When my group started brainstorming, we knew we wanted to pick a structure that had significant applications to our everyday lives and that helped us gain a better understanding of what we were learning in the course. In our statics course, we spent a significant amount of time talking about support structures. We also knew that the showcase was going to take place in the UCF Engineering Building Atrium. Those three thoughts led us to choose the uniquely designed staircase that sits inside the atrium of the UCF engineering building as our structure to analyze. That way when we were presenting our project we could simply point to the real world structure that we modelled right from our booth!
In our proposal to our professor, we said that we wanted to complete an analysis on why support structures were used and what kind of value they brought to the design of the staircase. After approval from our professor, we got to work. We decided to create two different models of the staircase.

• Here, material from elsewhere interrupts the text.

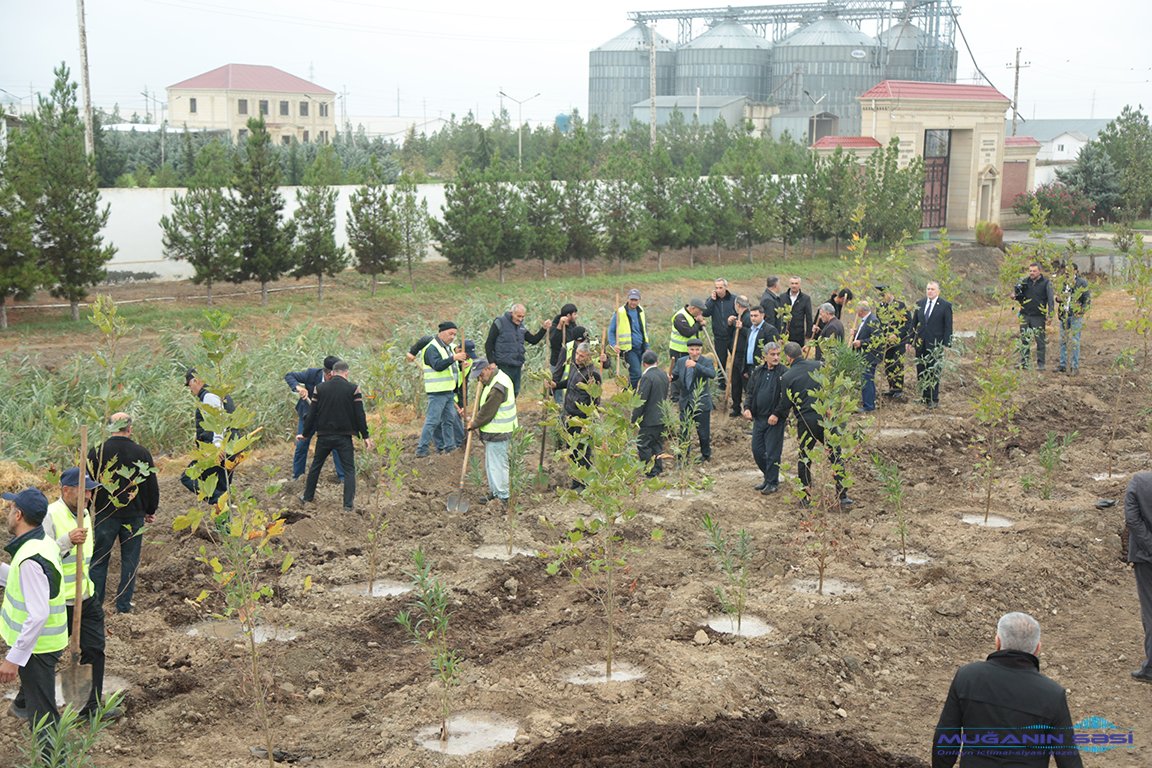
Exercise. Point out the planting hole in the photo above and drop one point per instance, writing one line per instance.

One model would be an exact replica of the staircase and one model would be a replica of the staircase without support members. Both would be 1:38 scaled models of the staircase. We then created those models out of balsa wood and in SolidWorks.
We wanted to test how much weight the models could hold, then use that data to give an accurate representation of how much weight the actual staircase could hold with and without support members. To test the balsa wood model we used UCF’s Hydraulic compressor and to test the CAD model we used the simulation tools inside SolidWorks.

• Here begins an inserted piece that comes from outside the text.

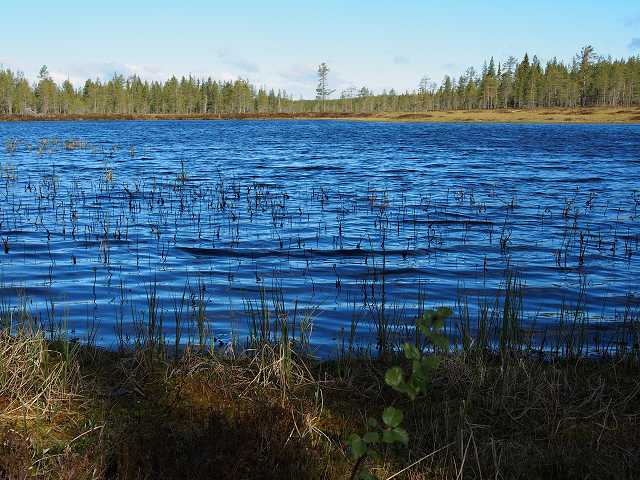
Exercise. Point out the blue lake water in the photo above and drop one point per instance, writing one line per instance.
(335, 217)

We used the SolidWorks simulation tools to predict the load that would cause buckling to occur in our structure and the location of the structure where that buckling would occur. In the model without supports, the buckling occurred at the very top of the structure with a 284 N load. The visual is below.

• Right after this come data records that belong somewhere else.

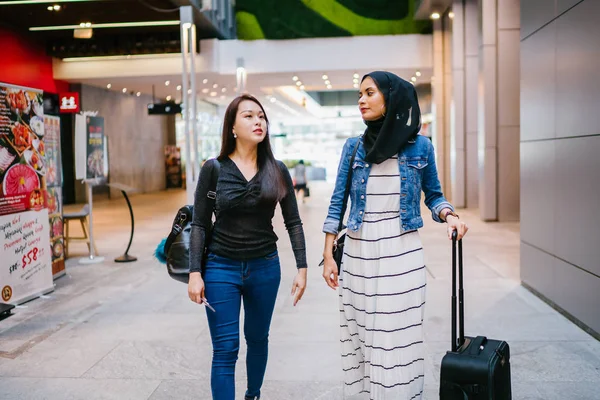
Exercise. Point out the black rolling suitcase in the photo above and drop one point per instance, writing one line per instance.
(477, 368)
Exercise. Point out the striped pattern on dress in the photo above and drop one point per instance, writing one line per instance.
(382, 298)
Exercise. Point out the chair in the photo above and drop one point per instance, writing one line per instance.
(80, 215)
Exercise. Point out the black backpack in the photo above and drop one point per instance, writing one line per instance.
(177, 244)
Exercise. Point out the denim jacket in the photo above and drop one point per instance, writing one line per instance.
(416, 162)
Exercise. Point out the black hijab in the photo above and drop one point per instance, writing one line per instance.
(385, 137)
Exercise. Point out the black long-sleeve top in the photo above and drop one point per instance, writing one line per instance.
(243, 227)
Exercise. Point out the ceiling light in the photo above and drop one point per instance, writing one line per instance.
(100, 26)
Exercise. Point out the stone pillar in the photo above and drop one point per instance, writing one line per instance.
(499, 109)
(464, 166)
(440, 101)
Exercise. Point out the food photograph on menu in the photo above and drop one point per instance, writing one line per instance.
(22, 151)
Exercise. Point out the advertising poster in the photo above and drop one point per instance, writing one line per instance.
(22, 148)
(26, 268)
(54, 192)
(173, 167)
(95, 148)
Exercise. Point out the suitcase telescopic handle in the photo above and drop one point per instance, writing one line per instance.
(456, 344)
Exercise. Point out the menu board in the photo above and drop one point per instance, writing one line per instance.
(22, 150)
(54, 192)
(173, 167)
(25, 271)
(95, 147)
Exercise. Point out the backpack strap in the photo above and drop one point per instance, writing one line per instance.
(186, 213)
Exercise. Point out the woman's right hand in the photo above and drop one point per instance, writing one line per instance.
(196, 287)
(330, 272)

In the model with supports, the buckling occurred at one of the supports on the first floor of the structure. The model was able to withstand an 892N load. The top view of the model can be seen below.
Balsa Wood Hydraulic Testing:
The two balsa wood models we created were tested in UCF’s Hydraulic Compressor. The compressor slowly compressed our models while applying more and more force to the structures. Then, a sensor sensed when the structure started to buckle and stopped the compression before anything snapped or broke. The data that was collected from the compressor can be seen below.
Our unsupported model withstood a 235.75 N load and our supported model buckled at a 765N load.
Analyzing and Applying the Results:
The SolidWorks simulation calculated a 31.8% increase to the maximum bearable load when the supports members were applied. The hydraulic compressor calculated a 30.8% increase in the maximum load when the supports members were applied to the balsa wood model. That means there was only a 1% difference between our theoretical model and our real-life model!
With these fantastic results, we could then confidently use our data to calculate what kind of forces the UCF Engineering Building Staircase could hold with and without support members. We used A36 Steel as our assumed metal that the staircase was made out of. We then used hand calculations to calculate that the Engineering Building Staircase could withstand a 348840N load. We then used our results to show that without supports, the structure could only support a 107502 N load.
All of these findings go on to prove how important it is to add supports to staircases and really any structure that needs to hold significant loads. When designing stairs, supports will help increase the maximum weight capacity of the structure by around 30% and do this in a way that is very efficient and does not require a significant amount of material. This will help save money and increase the safety of the stairs!